5. Scene Understanding

Column Description
Scene ID Unique scene identifier
Objects List of detected objects
Relations Spatial relationships
Description Natural language summary
Spatial Acc Spatial relation quality (%)
Adjacency Acc Proximity relation quality (%)

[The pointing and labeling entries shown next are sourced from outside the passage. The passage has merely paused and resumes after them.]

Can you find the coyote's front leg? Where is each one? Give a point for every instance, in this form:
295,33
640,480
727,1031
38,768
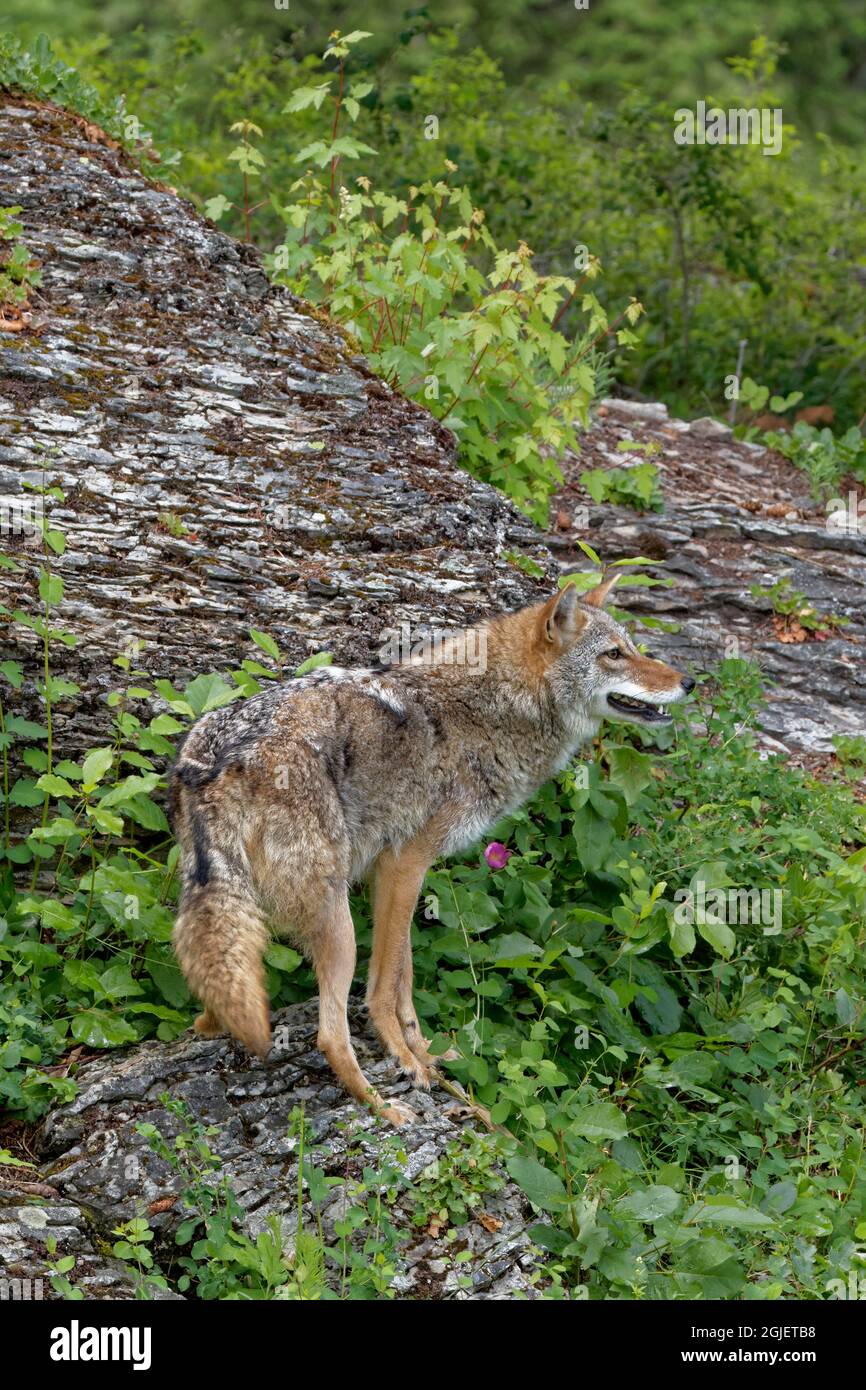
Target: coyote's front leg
334,954
396,883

Metrics: Total Objects, Total Relations, Spatial/Adjacency Accuracy

🚀 Usage

Quick Start

cd ~/final_project_ws
colcon build --packages-select vision --symlink-install
source install/setup.bash

# Start dashboard (auto-opens browser)
./src/vision/testsh/start_benchmark_dashboard.sh

Generate Test Data

# In another terminal
./src/vision/testsh/test_benchmark_dashboard.sh

Full Pipeline

# Start all services (separate terminals)
ros2 run vision pixel_to_real_service
ros2 run vision simple_sam_detector
ros2 run vision clip_classifier
ros2 run vision graspnet_detector
ros2 run vision scene_understanding
ros2 run vision benchmark_dashboard

# Trigger pipeline
ros2 service call /vision/run_pipeline std_srvs/srv/Trigger

🎨 Dashboard Design

Visual Features

  • ✨ Gradient background (purple/blue)
  • 📊 Real-time statistics cards
  • 📈 Color-coded metrics (green/orange/red)
  • 🔄 Auto-refresh indicator
  • 📱 Responsive design
  • 🎯 Clean, modern UI

Color Coding

  • Green (≥0.7): High confidence/quality
  • Orange (0.4-0.7): Medium confidence/quality
  • Red (<0.4): Low confidence/quality

Performance

  • Data limit: 1000 records per service (memory efficient)
  • Display limit: 50 most recent records per table
  • Refresh rate: 2 seconds
  • Smooth scrolling tables

🔧 Technical Details

Data Flow

Vision Services → ROS2 Topics → Benchmark Node → HTTP Server → HTML Dashboard
                                      ↓
                               /benchmark/data

Architecture

  1. Non-invasive: No changes to existing service nodes
  2. Passive monitoring: Subscribes to topics
  3. Decoupled: Dashboard works independently
  4. Scalable: Easy to add new metrics

API Endpoints

  • GET /api/data - JSON data feed
  • GET / - Dashboard HTML
  • POST /benchmark/clear_data - Clear data (ROS2 service)

📈 Metrics Calculated

SAM Metrics

  • Average IoU across all detections
  • Stability rate (% with IoU ≥ 0.5)
  • Average confidence score

CLIP Metrics

  • Top-1 accuracy rate
  • Average confidence score

GraspNet Metrics

  • Average quality score
  • Average grasp width

Scene Understanding Metrics

  • Spatial accuracy (based on relation confidence)
  • Adjacency accuracy (near/touching relations)

🎯 Key Benefits

  1. No Code Changes: Original services remain untouched
  2. Real-time Monitoring: Live updates every 2 seconds
  3. Comprehensive: All services in one dashboard
  4. Professional UI: Beautiful, intuitive interface
  5. Easy to Use: One command to start
  6. Exportable: Data available via ROS2 topic
  7. Browser-based: No special client needed
  8. Scalable: Handles thousands of records

📝 Notes

  • Dashboard stores last 1000 records per service type
  • Tables display 50 most recent records
  • HTTP server runs on port 8080
  • Auto-opens browser on launch
  • Data persists until cleared or node restart

🚀 Next Steps

  1. Build the package:

    colcon build --packages-select vision --symlink-install
    source install/setup.bash
  2. Start the dashboard:

    ./src/vision/testsh/start_benchmark_dashboard.sh
  3. Generate test data:

    ./src/vision/testsh/test_benchmark_dashboard.sh
  4. View at: http://localhost:8080

📚 Documentation

  • Full docs: docs/BENCHMARK_DASHBOARD.md
  • Quick start: docs/DASHBOARD_QUICKSTART.md
  • This summary: docs/DASHBOARD_IMPLEMENTATION_SUMMARY.md

Status: ✅ Complete and Ready to Use!